Surat itu juga ditembuskan ke Presiden Joko Widodo, Menteri Sekretaris Negara Pratikno, Ketua DPR RI, Puan Maharani, Ketua Umum Partai Gerindra Prabowo Subianto dan beberapa pihak lainnya
Sura Ismail sendiri telah membenarkan bahwa Haerul Saleh telah ditetapkan dan masih sebagai tersangka atas kasus pidana penipuan kepada dirinya. Dia juga menyebut penetapan tersangka tersebut berdasarkan Surat Pemberitahuan Perkembangan Hasil Penyidikan (SP2HP) Tanggal 9 Januari 2020 Nomor. B/102/I/RES.1.11/Ditreskrimum.
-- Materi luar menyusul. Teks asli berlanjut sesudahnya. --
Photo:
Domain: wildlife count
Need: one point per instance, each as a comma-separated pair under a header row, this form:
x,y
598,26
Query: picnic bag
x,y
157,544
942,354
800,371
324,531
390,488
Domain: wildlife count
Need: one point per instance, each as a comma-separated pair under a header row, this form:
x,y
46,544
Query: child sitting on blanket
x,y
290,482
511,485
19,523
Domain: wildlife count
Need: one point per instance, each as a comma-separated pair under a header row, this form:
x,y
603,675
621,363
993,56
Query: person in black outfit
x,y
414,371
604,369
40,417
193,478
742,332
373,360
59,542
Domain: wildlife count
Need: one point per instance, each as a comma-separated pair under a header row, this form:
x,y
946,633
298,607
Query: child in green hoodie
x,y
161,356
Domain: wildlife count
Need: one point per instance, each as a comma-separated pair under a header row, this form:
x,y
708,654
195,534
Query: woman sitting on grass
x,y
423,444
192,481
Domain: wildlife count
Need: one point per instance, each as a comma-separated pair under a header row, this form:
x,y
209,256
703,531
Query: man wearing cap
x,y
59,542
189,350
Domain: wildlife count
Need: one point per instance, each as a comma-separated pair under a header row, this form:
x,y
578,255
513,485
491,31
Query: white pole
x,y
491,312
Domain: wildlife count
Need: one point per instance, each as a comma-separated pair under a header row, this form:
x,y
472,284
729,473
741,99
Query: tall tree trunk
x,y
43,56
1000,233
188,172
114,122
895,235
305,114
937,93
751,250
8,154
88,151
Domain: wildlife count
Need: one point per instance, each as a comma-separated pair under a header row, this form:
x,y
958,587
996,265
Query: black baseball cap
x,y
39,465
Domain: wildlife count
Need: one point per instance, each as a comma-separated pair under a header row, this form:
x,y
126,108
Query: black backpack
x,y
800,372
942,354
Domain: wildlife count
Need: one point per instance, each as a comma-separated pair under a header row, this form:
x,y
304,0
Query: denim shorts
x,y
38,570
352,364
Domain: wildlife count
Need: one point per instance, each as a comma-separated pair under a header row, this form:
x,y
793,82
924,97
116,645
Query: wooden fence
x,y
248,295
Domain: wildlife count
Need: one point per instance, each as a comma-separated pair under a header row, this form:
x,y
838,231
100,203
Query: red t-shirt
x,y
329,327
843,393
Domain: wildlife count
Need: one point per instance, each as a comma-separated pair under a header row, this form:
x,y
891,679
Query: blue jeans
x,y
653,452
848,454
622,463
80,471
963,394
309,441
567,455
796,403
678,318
Dalam surat itu, Surya Ismail juga menyampaikan kronologis utang-piutang yang berujung kasus hukum. Surya Ismail sendiri yang menandatangani isi surat sebagai pihak yang menyerahkan surat dan diterima Fandi, staf KPU RI.
Saat dikonfirmasi soal surat ke KPU tersebut, Surya Ismail Bahari tidak menyangkalnya.
“Saya memang berkirim surat itu, sebagai bagian dan upaya menagih hak saya. Karena sampai sekarang belum ada tanda-tanda utang saya dibayar oleh yang bersangkutan,” kata Surya, Selasa (7/7/2020).
Sebelumnya diketahui politikus Partai Gerindra Haerul Saleh bersama La Ode Husuna alias Jhon dan Tarhim dilaporkan ke polisi, lewat surat bernomor LP/4264/VII/2019/PMJ/Ditreskrimum pada 16 Juli 2019. Laporan tersebut, kata Surya, berbuntut penetapan status tersangka kepada Haerul Saleh yang terungkap dalam Surat Pemberitahuan Perkembangan Hasil Penyelidikan (SP2HP) No : B/102/I/RES.1.11/2020/Ditreskrimum tertanggal 9 Januari 2020 yang ditandatangani AKBP M. Gafur A.H Siregar.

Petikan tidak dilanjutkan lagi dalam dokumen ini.